Ho scritto tante volte del concetto di equilibrio. Tutte le volte che mi trovo a riflettere su questa parola mi vengono in mente punti di vista diversi, sfumature, interpretazioni, esempi, immagini che potrebbero spiegarla. Tutte ugualmente valide per me, tutte ugualmente delicate...equilibrate.
Il groviglio di pensieri che ho in testa in questo istante spero si possa dissipare, come spesso mi accade, srotolandolo nella scrittura, nel caso non dovesse succedere temo che questo post risulterà una pagina incomprensibile anche a me stessa.
Ci provo.
"L'arrampicata è una successione di stati di equilibrio". Lunedì sera, rannicchiata in una poltroncina del cinema vicino all'albero ho guardato i video del BANFF, festival di montagna canadese arrivato quest'anno anche in Italia. Inutile che descriva la quantità di immagini legate al concetto di equilibrio che sono apparse davanti ai nostri occhi: climbers, funamboli, ruote in bilico, canoe sulla punta di un onda, lamine su una cresta di neve, braccia aperte ad aiutare il baricentro, piedi sulle punte, racchette tese...
Martedì ho portato mamma a teatro, regalo di compleanno leggermente anticipato, suonava De Gregori uno dei suoi cantanti preferiti e mesi fa le avevo comprato un biglietto in quarta fila.
Nelle canzoni di De Gregori non ho fatto altro che trovare riferimenti all'equilibrio, "tu che non credi ai miracoli ma li sai fare", "nella pioggia e nel sole", "fra le pagine chiare, fra le pagine scure", "i miei alibi e le tue ragioni", "è tutto quel che hai di me. È tutto quel che ho di te", "buonanotte tra il mare e la pioggia" e mille altre citazioni che raccontano di compensazioni, compromessi, bilanciamenti.
Giovedì ho lavorato quasi tutto il giorno al museo, solite analisi XRF, soliti camici pesanti, solita fatica, soliti dubbi e solite soddisfazioni. E, come al solito, c'è voluto equilibrio. Lo strumento che ha bisogno di pazienza e delicatezza, le analisi che vanno a buon fine solo se la mano resta ferma, le posizioni in bilico da tenere per lunghi e stancanti minuti affinché i risultati appaiano correttamente sul piccolo schermo integrato.
Ieri la ricerca di equilibrio si è fatta ancora più concreta, ho iniziato un nuovo libro (abbandonando, ormai terminato, il secondo e ultimo volume di 1Q84), ho provato a guardarmi dentro per l'ennesima volta e ho deciso di cominciare un percorso.
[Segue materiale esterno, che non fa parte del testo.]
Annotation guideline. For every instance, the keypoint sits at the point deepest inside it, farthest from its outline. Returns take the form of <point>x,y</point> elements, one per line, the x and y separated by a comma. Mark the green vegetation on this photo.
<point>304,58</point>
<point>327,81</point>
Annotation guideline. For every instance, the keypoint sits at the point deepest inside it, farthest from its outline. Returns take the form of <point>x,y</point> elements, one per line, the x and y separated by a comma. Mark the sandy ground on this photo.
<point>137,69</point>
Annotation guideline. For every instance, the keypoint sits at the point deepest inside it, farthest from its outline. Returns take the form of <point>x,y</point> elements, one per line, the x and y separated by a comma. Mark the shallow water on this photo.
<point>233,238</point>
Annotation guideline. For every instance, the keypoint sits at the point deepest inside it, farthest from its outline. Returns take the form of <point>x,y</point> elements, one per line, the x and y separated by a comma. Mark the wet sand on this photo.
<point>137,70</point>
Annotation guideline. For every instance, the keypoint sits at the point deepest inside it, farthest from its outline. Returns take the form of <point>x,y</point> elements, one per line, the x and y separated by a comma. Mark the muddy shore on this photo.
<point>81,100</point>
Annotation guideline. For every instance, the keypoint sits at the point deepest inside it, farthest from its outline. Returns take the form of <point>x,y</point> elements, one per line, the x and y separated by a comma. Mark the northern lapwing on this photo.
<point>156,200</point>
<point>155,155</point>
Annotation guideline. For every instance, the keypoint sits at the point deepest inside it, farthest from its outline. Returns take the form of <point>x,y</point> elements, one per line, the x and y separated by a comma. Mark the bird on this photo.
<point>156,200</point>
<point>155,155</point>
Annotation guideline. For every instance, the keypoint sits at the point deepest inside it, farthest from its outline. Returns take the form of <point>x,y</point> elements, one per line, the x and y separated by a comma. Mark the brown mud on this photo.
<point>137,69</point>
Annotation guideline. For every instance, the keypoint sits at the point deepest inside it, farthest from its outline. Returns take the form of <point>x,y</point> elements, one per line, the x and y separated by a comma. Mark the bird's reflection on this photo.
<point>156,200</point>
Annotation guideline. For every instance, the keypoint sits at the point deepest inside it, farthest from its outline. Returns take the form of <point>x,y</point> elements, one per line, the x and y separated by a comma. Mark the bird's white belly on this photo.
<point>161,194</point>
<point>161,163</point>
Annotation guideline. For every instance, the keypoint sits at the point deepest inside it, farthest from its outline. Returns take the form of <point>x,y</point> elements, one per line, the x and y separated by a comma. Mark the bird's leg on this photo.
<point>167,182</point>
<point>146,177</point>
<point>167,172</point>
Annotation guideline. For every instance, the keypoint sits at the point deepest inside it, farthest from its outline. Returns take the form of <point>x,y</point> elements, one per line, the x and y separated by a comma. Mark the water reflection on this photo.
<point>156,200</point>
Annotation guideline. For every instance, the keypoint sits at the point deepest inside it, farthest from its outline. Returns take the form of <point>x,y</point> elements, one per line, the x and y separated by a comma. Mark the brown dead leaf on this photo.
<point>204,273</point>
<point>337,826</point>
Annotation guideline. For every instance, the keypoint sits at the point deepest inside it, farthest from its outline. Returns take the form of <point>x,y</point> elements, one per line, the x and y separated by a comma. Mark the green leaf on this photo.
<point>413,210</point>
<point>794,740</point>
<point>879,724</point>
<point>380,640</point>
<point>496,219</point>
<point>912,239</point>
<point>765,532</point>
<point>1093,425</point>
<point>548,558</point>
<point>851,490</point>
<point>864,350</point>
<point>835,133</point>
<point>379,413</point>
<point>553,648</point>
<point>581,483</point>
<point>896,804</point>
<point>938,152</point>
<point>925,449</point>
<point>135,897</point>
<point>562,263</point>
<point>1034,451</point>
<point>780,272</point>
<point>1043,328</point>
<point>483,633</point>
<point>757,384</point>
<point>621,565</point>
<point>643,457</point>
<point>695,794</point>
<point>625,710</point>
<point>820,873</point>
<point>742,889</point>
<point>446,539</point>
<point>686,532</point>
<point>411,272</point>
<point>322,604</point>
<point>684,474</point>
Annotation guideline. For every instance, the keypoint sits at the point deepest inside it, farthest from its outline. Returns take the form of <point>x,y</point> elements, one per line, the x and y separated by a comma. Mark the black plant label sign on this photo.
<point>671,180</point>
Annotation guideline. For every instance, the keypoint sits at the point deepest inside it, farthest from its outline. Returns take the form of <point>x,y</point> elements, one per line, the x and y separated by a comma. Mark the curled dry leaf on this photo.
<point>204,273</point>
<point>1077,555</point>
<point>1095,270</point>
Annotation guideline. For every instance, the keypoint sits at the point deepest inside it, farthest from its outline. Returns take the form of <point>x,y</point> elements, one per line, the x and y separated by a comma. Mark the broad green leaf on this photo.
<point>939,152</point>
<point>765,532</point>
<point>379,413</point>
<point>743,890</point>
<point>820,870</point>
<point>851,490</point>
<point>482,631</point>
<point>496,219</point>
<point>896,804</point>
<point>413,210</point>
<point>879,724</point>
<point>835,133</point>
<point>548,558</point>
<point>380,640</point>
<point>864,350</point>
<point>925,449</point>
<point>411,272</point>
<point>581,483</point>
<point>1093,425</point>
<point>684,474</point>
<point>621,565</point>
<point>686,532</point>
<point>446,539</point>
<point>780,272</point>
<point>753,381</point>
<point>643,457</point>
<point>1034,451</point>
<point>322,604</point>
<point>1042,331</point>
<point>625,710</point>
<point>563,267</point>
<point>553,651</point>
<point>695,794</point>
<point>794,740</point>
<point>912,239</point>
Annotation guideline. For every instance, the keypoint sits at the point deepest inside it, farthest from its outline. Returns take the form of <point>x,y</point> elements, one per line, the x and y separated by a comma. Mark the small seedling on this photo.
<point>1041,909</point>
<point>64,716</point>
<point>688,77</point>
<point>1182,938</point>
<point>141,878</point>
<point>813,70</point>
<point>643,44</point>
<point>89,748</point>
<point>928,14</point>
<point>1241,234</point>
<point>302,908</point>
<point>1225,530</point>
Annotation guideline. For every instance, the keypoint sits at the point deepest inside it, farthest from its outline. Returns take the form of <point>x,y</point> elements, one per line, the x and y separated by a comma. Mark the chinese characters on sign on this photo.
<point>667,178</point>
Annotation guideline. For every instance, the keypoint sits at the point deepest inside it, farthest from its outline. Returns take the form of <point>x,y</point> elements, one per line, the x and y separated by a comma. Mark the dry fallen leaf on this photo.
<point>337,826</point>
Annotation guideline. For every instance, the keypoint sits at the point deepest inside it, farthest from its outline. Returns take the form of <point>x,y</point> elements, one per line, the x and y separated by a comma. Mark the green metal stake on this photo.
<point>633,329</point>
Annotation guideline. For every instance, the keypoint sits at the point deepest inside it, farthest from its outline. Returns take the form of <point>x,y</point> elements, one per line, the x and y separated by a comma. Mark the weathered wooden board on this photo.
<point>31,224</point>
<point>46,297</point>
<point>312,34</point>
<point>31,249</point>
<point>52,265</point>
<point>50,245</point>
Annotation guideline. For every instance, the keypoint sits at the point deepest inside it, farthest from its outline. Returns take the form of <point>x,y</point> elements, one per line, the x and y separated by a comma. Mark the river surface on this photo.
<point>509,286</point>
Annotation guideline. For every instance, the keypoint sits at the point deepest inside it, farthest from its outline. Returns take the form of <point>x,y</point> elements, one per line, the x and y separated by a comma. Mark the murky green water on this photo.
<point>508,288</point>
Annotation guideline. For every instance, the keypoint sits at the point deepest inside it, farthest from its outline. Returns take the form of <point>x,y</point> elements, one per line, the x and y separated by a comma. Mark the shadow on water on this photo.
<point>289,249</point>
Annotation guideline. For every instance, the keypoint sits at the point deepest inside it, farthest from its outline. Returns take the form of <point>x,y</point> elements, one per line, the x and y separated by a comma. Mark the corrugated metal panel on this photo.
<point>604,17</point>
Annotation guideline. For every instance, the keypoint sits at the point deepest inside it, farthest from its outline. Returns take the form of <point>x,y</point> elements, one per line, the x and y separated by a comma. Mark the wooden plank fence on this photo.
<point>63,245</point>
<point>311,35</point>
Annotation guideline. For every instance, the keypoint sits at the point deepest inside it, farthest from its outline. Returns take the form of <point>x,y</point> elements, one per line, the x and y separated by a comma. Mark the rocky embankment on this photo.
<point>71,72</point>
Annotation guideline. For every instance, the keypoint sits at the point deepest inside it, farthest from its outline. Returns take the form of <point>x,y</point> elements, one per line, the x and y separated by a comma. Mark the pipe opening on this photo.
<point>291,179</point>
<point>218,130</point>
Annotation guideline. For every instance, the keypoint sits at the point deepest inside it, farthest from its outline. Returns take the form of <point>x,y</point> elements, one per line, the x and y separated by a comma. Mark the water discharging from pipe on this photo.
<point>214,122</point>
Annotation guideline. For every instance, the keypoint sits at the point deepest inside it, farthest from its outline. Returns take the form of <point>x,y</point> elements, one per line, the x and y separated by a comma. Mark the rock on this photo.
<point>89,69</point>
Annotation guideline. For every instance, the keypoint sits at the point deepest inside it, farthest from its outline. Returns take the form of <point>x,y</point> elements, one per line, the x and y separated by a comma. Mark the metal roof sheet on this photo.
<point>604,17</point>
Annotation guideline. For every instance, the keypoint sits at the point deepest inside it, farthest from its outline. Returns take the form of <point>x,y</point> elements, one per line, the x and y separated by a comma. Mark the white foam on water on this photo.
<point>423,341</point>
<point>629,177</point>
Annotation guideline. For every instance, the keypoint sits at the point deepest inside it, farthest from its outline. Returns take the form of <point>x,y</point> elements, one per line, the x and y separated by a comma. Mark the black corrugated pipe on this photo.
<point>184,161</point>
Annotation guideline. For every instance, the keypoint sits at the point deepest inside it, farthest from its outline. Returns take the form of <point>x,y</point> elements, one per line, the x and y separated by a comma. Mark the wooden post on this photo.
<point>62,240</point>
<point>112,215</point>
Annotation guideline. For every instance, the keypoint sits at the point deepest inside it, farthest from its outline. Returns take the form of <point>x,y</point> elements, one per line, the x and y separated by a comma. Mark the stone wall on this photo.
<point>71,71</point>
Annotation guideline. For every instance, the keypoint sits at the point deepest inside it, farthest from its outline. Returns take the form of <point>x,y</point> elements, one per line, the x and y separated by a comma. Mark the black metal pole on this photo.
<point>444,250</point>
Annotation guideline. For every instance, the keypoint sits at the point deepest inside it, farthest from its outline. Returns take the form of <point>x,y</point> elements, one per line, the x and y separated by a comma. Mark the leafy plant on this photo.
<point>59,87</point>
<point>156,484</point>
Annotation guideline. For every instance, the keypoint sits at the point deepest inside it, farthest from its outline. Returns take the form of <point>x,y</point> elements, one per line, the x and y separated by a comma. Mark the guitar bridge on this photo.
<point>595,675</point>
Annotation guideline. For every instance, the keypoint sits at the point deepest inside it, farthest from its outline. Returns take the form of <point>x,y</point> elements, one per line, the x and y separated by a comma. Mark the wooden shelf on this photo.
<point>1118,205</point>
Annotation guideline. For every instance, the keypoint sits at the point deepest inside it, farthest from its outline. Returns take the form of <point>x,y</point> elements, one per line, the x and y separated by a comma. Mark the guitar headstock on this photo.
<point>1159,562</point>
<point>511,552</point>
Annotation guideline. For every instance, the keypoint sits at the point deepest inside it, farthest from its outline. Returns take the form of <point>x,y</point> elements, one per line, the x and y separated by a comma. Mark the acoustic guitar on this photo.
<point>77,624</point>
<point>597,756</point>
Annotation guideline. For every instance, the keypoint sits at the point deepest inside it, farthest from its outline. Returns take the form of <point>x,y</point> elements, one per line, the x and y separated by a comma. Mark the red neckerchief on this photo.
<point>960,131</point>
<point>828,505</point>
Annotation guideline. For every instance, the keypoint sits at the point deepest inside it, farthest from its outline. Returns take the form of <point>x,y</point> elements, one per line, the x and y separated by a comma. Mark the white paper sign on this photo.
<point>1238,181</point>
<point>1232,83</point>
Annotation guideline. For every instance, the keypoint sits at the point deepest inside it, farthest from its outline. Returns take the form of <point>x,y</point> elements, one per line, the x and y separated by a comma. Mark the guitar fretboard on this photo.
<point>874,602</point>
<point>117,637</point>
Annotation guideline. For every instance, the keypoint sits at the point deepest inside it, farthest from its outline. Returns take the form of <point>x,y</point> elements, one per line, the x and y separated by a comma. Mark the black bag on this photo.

Credo sarà un viaggio lungo, sicuramente sarà doloroso, spero mi aiuteranno le prossime intense giornate di lavoro e l'accoglienza della mia casa dove medito di rifugiarmi il più spesso possibile. Se poi la pioggia dovesse finalmente lasciare un po' di spazio al sereno mi auguro di poter affiancare al pilates, da poco ripreso dopo il mese di sofferto stallo, lunghe e tiepide passeggiate di primavera. Un posto che vorrei visitare è la Farmacia S. Anna, in Circonvallazione a Monte, segnalata da una compagna di blog davvero preziosa (http://dearmissfletcher.wordpress.com/2013/03/26/i-segreti-di-frate-ezio-e-della-farmacia-santanna/)...qui spero di trovare, per l'ennesima volta, un po' di equilibrio, tra erbe, pozioni, profumi e ricette...nel silenzio del chiostro, con le rose di maggio.
Nel frattempo ripenso a quella scatola fotografata nel deposito qualche giorno fa, arrivata dalla Francia credo contenesse un dipinto, qualcosa di prezioso da maneggiare con cura. Come i nostri sentimenti. I miei e i tuoi.
Handle with care.











sabato 23 marzo 2013

Fili

Non so da che parte cominciare per scrivere questo post.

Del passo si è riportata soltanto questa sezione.